半減期による減衰計算ツールとは?
この計算ツールは指数関数的減衰を扱うものです。指数関数的減衰とは、ある量が「半減期」と呼ばれる一定の時間ごとに半分ずつ減っていく現象を指します。もっともよく知られているのは放射性崩壊ですが、同じ数式は薬物の体内からの排出(薬物動態学)、コンデンサの放電、物体の冷却など、一定の割合で減少するあらゆる過程に当てはまります。初期量・半減期・経過時間を入力すれば、残存量に加えて関連するいくつかの数値も算出します。
使い方
まず初期量(N₀)を入力します。質量、原子の個数、濃度など、正の値であれば何でも構いません。次に半減期(T)と経過時間(t)を入力します。ここで重要なのは、半減期と経過時間を必ず同じ単位(どちらも秒、どちらも年など)で揃えることです。入力すると、残っている量、残存割合(%)、崩壊した量、そして崩壊定数と平均寿命が表示されます。
計算式の解説
基本となる式は $$N(t) = \text{N}_0 \times \left(\frac{1}{2}\right)^{\frac{t}{T}}$$ です。経過時間 \(t\) が半減期 \(T\) の分だけ進むごとに指数が1ずつ増え、量は½倍になっていきます。崩壊定数 \(\lambda = \frac{\ln(2)}{T}\) は瞬間あたりの減衰率を表し、平均寿命 \(\tau = \frac{T}{\ln(2)}\) は1つの粒子が平均してどれだけ存続するかを示します。これは半減期の約1.4427倍にあたります。
計算例
炭素14(C-14)の半減期は約5730年です。初期量を \(N_0 = 1000\) 個の原子とすると、\(t = 5730\) 年後にはちょうど半減期が1回分経過したことになるため、$$N = 1000 \times \left(\frac{1}{2}\right)^{1} = 500$$ 個が残ります。残存割合は50%、崩壊定数は \(\frac{\ln(2)}{5730} \approx 0.000121\)(毎年)、平均寿命は \(\frac{5730}{\ln(2)} \approx 8267\) 年となります。
よくある質問(FAQ)
単位は何でもよいのですか? \(T\) と \(t\) が同じ単位であれば問題ありません。比 \(t/T\) は無次元(単位を持たない値)なので、結果は \(N_0\) と同じ単位のまま得られます。

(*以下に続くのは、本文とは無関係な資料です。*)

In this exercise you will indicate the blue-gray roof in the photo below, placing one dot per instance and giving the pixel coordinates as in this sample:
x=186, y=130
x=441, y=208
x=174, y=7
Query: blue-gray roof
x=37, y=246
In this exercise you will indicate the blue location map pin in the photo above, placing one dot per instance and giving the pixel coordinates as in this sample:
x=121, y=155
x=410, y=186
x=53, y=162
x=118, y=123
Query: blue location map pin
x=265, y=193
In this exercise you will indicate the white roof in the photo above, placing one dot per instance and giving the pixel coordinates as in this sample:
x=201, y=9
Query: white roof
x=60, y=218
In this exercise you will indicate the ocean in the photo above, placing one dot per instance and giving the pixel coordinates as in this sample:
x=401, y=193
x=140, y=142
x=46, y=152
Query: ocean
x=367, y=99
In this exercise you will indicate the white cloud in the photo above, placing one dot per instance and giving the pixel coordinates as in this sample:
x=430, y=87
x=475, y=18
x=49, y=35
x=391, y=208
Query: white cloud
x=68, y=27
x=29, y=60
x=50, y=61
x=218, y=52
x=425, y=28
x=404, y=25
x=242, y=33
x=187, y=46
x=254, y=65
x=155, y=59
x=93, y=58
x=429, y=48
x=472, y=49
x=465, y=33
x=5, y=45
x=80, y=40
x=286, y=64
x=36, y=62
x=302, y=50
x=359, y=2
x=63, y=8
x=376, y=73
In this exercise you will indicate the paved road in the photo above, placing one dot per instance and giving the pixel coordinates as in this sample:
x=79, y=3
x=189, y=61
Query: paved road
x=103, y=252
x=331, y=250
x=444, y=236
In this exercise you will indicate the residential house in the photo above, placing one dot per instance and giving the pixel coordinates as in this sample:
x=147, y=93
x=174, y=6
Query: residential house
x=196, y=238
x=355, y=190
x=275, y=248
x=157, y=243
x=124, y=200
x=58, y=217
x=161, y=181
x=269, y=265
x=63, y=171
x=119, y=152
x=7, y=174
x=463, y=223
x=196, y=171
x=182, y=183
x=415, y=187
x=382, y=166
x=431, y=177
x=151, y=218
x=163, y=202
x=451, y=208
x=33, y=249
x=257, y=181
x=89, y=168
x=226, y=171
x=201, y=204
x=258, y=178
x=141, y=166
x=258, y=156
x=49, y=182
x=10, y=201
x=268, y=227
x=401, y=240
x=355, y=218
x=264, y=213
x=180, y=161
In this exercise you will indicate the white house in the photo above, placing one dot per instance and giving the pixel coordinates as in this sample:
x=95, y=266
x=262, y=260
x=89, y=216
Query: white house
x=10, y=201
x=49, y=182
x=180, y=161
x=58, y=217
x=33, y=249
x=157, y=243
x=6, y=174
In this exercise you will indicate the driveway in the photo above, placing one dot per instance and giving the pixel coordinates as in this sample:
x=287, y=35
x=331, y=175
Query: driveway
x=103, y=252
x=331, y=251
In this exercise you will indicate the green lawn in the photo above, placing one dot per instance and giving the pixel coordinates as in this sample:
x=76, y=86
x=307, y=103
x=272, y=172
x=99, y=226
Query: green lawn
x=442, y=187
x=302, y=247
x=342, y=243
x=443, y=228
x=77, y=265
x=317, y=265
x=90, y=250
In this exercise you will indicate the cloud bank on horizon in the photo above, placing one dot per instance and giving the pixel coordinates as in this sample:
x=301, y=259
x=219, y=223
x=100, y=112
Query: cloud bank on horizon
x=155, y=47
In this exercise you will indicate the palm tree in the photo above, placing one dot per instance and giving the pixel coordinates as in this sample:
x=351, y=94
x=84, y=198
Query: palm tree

t がゼロのときはどうなりますか?\(\left(\frac{1}{2}\right)^{0} = 1\) なので、残存量は初期量そのものと等しくなります。
薬の服用量の計算に使えますか? はい。体内の薬物濃度は多くの場合、一次速度論(first-order kinetics)に従って減少します。そのため、薬剤の消失半減期と服用からの経過時間を入力すれば計算できます。